Schildkrötenbabys buddeln sich aus dem Sand und machen sich auf den Weg zum Meer. Francesco beginnt an einem Ort zu buddeln und wir tun es ihm gleich. Immer dort wo eine Schildkröte heraus krabbelt, schieben wir den Sand zur Seite. Einige Schildkrötenbabys hängen noch an ihre Schale fest. Ich nehme sie vorsichtig heraus und bringe sie zum Meer. Das tun wir so lange, bis alle Nester leer sind. „That was a great experience", sagt Francesco und gibt jedem ein High-five. Ich bin noch immer ganz fasziniert und schaue den kleinen Schildkröten beim wegschwimmen zu. Das waren bestimmt über hundert Stück. Müde und glücklich machen wir uns alle auf den Weg zurück zum Boot und fahren wieder zum Ressort. Solch ein Erlebnis zeigt einem wie wundervoll die Natur ist und wie einen so etwas Kleines so glücklich machen kann.



„Wollen wir jetzt noch an den Pool?", frage ich Leo. Wir haben Francesco noch rasch geholfen die Ausrüstungen zu versorgen - die >Russen< sind gegangen ohne zu helfen. „Klar, ich hole unsere Sachen aus den Villa und du organisierst ein paar Cocktails, ok?" Ich nicke, verabschiede mich von Francesco und gehe zur Bar.

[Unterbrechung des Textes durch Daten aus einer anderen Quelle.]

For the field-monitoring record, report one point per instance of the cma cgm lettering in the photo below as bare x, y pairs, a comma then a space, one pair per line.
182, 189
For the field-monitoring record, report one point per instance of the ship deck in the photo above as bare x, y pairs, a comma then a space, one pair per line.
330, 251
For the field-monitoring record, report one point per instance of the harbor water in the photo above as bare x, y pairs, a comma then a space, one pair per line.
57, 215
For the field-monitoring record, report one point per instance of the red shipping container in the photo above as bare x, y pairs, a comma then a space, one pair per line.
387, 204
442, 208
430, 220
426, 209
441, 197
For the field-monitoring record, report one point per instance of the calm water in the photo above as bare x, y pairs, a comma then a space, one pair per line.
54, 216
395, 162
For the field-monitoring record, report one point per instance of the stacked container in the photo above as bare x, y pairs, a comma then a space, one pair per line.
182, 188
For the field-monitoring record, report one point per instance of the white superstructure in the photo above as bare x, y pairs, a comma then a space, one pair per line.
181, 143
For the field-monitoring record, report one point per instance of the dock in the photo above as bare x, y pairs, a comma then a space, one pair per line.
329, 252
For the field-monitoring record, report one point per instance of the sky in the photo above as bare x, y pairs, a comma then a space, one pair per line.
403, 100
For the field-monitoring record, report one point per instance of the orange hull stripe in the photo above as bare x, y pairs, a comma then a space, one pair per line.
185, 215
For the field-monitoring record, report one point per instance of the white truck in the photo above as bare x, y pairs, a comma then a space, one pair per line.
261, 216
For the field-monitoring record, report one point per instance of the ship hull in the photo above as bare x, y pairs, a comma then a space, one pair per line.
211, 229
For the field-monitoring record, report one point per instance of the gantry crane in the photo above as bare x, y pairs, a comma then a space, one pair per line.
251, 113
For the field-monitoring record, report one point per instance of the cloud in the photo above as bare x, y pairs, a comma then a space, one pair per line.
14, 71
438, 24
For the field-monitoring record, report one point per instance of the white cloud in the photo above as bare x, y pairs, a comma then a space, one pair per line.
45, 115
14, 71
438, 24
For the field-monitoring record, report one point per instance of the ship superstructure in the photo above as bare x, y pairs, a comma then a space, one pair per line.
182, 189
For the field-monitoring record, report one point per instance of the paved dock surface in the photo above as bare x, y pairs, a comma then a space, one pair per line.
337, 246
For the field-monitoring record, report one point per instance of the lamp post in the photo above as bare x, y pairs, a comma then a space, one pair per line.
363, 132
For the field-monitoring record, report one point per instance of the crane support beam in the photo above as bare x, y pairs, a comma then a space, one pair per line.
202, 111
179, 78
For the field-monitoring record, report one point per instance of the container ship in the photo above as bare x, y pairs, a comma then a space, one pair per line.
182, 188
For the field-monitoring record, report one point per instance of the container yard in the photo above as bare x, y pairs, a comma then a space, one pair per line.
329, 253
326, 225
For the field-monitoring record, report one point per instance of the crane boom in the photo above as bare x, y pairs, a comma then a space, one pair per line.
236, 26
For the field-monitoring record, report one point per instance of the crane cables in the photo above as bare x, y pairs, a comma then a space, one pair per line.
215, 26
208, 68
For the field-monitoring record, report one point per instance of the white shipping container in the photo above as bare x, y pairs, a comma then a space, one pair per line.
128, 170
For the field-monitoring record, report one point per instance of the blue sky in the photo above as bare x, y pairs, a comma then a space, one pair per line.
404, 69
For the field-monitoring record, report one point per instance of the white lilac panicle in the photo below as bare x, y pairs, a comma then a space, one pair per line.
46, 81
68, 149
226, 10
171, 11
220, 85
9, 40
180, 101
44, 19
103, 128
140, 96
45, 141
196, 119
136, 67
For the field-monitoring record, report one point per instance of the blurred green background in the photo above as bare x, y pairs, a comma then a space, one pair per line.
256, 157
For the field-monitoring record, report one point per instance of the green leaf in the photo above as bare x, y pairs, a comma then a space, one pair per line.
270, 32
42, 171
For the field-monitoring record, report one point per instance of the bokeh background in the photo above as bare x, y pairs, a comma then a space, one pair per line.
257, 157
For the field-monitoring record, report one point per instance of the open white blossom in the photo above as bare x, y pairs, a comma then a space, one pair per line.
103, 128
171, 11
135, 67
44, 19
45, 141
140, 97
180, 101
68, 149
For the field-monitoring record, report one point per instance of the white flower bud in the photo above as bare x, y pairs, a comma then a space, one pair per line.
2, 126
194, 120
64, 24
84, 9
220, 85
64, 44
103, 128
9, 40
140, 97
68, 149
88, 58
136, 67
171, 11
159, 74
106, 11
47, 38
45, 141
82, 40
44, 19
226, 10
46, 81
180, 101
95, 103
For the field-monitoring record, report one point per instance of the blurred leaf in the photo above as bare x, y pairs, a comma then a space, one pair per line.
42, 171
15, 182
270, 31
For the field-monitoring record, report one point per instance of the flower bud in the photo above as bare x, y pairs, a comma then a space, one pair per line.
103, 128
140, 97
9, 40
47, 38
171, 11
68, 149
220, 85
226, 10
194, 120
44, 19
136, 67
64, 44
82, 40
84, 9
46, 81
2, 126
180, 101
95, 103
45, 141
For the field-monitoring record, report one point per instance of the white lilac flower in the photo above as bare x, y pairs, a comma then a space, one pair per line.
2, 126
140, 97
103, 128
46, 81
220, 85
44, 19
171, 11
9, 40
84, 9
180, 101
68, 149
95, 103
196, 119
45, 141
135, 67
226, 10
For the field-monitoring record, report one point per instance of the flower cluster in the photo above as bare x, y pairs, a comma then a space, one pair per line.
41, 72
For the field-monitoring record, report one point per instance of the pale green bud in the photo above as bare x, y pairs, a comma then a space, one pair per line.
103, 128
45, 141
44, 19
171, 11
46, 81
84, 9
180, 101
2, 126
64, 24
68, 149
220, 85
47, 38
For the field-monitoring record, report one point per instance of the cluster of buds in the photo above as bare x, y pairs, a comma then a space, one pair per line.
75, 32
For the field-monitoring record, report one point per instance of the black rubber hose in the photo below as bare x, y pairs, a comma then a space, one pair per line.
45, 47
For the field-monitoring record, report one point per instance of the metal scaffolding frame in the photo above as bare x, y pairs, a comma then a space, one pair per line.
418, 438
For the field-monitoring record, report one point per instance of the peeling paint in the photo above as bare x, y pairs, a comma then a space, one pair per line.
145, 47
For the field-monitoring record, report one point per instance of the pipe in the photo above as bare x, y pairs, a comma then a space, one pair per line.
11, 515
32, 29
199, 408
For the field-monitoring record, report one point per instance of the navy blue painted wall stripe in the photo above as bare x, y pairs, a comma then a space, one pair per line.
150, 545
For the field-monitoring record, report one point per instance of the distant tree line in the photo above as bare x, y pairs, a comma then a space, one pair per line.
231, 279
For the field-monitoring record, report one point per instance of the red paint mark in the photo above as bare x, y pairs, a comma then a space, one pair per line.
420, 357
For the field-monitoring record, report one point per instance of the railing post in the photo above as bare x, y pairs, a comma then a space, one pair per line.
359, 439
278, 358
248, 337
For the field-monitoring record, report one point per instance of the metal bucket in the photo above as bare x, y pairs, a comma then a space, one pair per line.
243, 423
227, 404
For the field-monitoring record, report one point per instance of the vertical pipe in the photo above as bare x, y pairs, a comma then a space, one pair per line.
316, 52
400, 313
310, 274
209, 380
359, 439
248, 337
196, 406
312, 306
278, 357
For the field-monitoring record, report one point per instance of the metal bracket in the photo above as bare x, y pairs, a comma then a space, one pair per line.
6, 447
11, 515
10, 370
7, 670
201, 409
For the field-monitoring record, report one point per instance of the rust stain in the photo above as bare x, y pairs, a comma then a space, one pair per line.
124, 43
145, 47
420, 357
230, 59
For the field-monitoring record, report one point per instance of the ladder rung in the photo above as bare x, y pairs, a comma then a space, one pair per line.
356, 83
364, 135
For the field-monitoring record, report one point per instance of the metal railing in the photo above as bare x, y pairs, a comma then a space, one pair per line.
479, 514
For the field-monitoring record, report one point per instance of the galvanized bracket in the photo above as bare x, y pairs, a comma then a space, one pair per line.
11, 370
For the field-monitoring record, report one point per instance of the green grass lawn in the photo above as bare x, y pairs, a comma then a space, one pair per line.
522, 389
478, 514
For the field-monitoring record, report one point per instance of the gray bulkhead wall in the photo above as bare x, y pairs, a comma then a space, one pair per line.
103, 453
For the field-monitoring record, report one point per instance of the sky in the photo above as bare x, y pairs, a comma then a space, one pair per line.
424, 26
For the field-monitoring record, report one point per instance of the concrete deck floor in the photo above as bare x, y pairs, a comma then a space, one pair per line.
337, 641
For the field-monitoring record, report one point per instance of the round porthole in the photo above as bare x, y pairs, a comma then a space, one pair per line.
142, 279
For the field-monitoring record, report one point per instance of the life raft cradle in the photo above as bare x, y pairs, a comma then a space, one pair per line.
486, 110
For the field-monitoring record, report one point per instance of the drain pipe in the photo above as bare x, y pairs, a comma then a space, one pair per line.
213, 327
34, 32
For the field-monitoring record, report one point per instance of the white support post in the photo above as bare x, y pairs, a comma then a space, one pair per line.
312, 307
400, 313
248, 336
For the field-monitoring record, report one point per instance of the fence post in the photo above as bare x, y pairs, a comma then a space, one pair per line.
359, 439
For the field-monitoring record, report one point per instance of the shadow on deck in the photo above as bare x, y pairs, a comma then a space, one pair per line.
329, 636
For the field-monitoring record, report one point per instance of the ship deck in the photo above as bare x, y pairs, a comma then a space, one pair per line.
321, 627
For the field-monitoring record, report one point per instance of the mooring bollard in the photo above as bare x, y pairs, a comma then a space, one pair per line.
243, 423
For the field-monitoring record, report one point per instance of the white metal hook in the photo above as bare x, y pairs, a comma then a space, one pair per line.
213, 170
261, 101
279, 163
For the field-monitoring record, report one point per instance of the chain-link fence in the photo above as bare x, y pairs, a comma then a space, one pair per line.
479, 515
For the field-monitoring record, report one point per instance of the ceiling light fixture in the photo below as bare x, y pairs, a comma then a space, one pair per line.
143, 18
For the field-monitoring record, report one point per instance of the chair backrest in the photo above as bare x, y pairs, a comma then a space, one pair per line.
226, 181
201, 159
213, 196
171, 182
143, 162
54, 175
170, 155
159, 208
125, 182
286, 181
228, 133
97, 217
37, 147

„Oh hey Joelle, wie geht es dir?" Sie sitzt alleine an der Bar und trinkt einen Martini. „Gut und dir? Du siehst ziemlich fertig aus." Ich muss lachen. „Danke, wir waren schnorcheln und haben Babyschildkröten gerettet." „Na das erklärt deine nette Frisur." Während ich zwei Cocktails bestelle, fahre ich mit meinen Fingern durch die Haare und versuche sie ein bisschen zu bändigen. „Wo hast du denn Paddy gelassen?", frage ich neugierig. „Der sitzt auf unserer Terrasse und spielt Gitarre. Da hat ihn wohl die Muse geküsst." Sie blickt mich herausfordernd an. Ob Paddy ihr etwas von unseren Küssen erzählt hat? „Immerhin war es kein Fan", ich schnappe mir meine Drinks und mache mich auf den Weg zum Pool. Ein bisschen tut mir Joelle ja leid, aber sie könnte trotzdem ein klein wenig netter sein.